Although the agreement has yet to be ratified (it will go before the teachers for ratification sometime in September) media reports indicate that the province stepped back from a number of demands that had proven to be deal killers in reaching an agreement.

Under the tentative agreement, OSSTF members will see a 2.5 percent increase over the next two years and a onetime lump sum of one percent for all teachers and occasional teachers for the upcoming year, a .5 percent salary increase “for teachers and persons of responsibility” halfway through the 2015-2016 school year, to be followed by a one percent salary increase in September 2016.

Government officials assert that the agreement meets the criteria of a “net zero” contract where any increases in wages would be offset by other cost savings.

Under the agreement, OSSTF members will be allowed to take sick leave for medical or dental appointments, while long-term substitute teachers will double their maximum allowable sick days from 60 to 120. In addition, teachers will get one additional professional activity day.

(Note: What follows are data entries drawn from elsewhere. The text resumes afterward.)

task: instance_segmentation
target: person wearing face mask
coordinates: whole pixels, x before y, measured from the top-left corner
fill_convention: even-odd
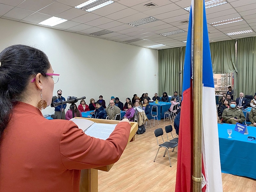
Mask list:
[[[237,123],[242,123],[245,120],[243,111],[237,108],[236,101],[231,100],[230,107],[224,109],[222,118],[226,123],[236,124]]]

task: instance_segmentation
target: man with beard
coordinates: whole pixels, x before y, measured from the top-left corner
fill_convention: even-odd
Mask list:
[[[59,98],[53,101],[53,102],[61,102],[61,100],[62,100],[62,101],[66,100],[65,98],[61,96],[62,91],[61,90],[58,90],[58,91],[57,91],[57,94],[58,94]],[[55,111],[54,114],[57,116],[57,119],[66,119],[65,118],[65,109],[66,108],[67,104],[64,104],[63,105],[62,107],[62,109],[61,109],[61,105],[54,107],[55,109],[54,110]],[[60,116],[61,114],[61,116]]]
[[[96,109],[94,113],[92,115],[92,118],[105,119],[107,117],[107,112],[101,106],[101,103],[100,101],[97,101],[95,103],[95,106]]]

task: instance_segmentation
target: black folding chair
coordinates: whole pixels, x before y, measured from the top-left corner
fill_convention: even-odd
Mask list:
[[[165,151],[164,152],[164,154],[163,156],[164,157],[165,156],[165,154],[166,153],[167,150],[167,152],[168,152],[168,156],[169,157],[169,162],[170,162],[170,167],[171,167],[172,165],[171,164],[170,155],[169,153],[169,149],[175,148],[177,146],[178,144],[177,143],[172,143],[169,141],[166,141],[165,142],[164,141],[164,139],[163,138],[163,135],[164,134],[164,132],[163,131],[163,129],[162,128],[158,128],[158,129],[157,129],[155,130],[154,132],[155,133],[155,136],[156,138],[156,141],[157,142],[157,145],[158,146],[159,146],[159,147],[158,148],[158,150],[157,150],[157,152],[156,152],[156,157],[155,157],[154,162],[155,162],[155,161],[156,161],[156,156],[157,155],[157,154],[158,153],[158,152],[159,151],[159,149],[161,147],[163,147],[165,148]],[[158,143],[158,139],[157,139],[158,137],[160,136],[161,136],[162,138],[162,140],[163,140],[163,143],[161,144],[159,144]],[[172,150],[172,151],[173,151],[173,150]]]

The teachers’ union also secured wiggle room in professional judgment, including a promise to consult them about any changes to student grades.

Management backed off on meddling with a number of items the union was adamant be kept at current levels: the amount of time they’re required to spend supervising students outside of class and class size limits, which the province and boards had wanted to remove entirely.

With the provincial negotiations out of the way, there remains the question of local agreements between teachers’ union locals and individual boards that under the two-tier legislation that governs education negotiations are dealt with locally. As of press time there was no word on the status of those negotiations which had met an impasse before the end of classes in the last school year.